Russian leader Vladimir Putin’s war against Ukraine is also aimed at liberal democracy and the  West’s way of life, according to German Chancellor Olaf Scholz.

“They consider their war against Ukraine to be part of a larger crusade,” Scholz said in a video address to a Berlin forum. “A crusade against liberal democracy, a crusade against the rules-based international order, a crusade against freedom and progress, a crusade against our way of life.”

He appealed for the West’s liberal democracies to show a united front against Russian aggression rather than “indulge in what Sigmund Freud once called ‘the narcissism of small differences’”.

Yet Germany is still a “teenager” when it comes to foreign security policy, said Wolfgang Schmidt, Scholz’s chief of staff, asking for patience from western allies urging Europe’s largest economy to take a more proactive leadership in its support of Ukraine, the Guardian adds. Schmidt, who has rarely appeared in public since being appointed minister of special affairs last December, was speaking on a panel with the US historian and NED board member Anne Applebaum, at the summit of progressive politicians and thinktanks on Thursday.

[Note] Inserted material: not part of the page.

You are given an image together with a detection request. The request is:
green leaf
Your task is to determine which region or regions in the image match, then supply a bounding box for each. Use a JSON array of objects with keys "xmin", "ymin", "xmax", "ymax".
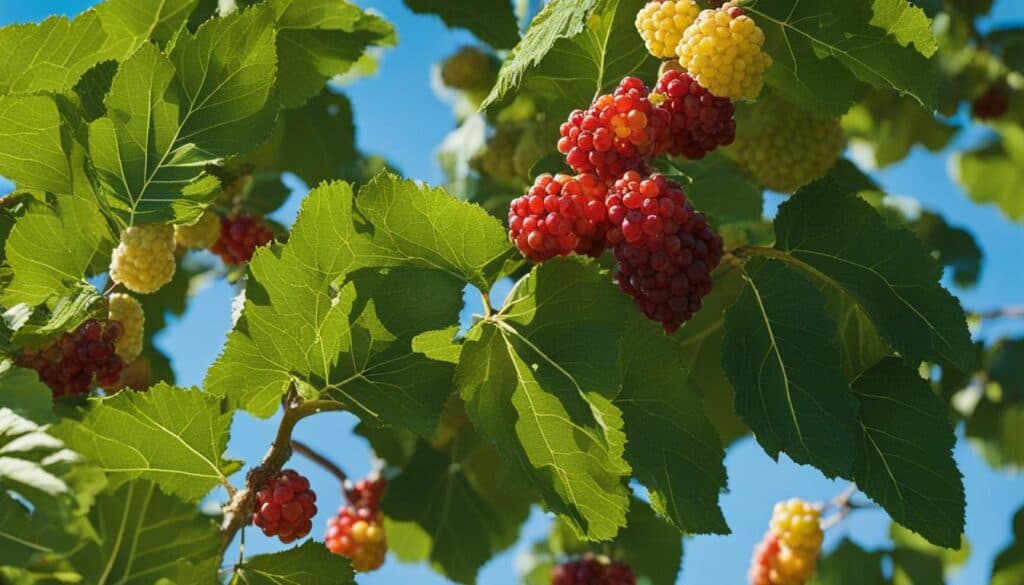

As analyst Nikolai Petrov noted before the invasion, Mr. Putin’s anti-Western rhetoric “has taken a firm hold in the hearts and minds of many Russian citizens,” who are in a “state of deep resentment towards the West” and believe that it has prevented Russia from regaining great-power status, the Washington Post adds:

Also reinforcing continuity are the powerful security and military structures that Mr. Putin has exploited and expanded for more than two decades. But key questions, impossible to answer now, surround the fallout a defeat in Ukraine would have: Would the military, humiliated and resentful, turn against the Kremlin power structure? Would the population at large?

For too long, the global democratic coalition supporting Kyiv has focused on what it should not do in the invasion of Ukraine. More than seven months into the war, the United States and Europe still lack a positive vision for Ukraine’s future, notes Chair of the Kyiv-based Centre for Defence Strategies.

Some analysts fear in the event of defeat that the Russian Federation could disintegrate, leading to catastrophic consequences for the rest of the world, he writes for Foreign Affairs:

Many international leaders had similar fears when the Soviet Union collapsed, including former U.S. President George H. W. Bush, who traveled to Ukraine in 1991 to try to stop the country from seceding from Russia. But these leaders were wrong. Despite the war, Ukraine has become a symbol of democracy around the world. Many other post-Soviet states have grown far wealthier and freer since 1991. If Russia were weakened today, the net outcome would be similarly positive. Its reduced capabilities would make it harder for Moscow to threaten as many people as it does now. 

If Putin departs office (voluntarily or not) with the war in Ukraine ongoing, his successor may elect to quit fighting, but the decision will not be easy or risk free, and this holds regardless of who replaces Putin, whether it is Medvedev, Sobyanin, or even Navalny, notes Shawn T. Cochran, a senior political scientist at the nonpartisan RAND Corporation. Given his responsibility for starting the war, Putin is highly susceptible to blame and punishment for how the war ends and is apt to keep fighting despite mounting costs and little hope of winning. But any new leader who inherits Putin’s war would not be immune to similar domestic pressures, he writes for War On The Rocks.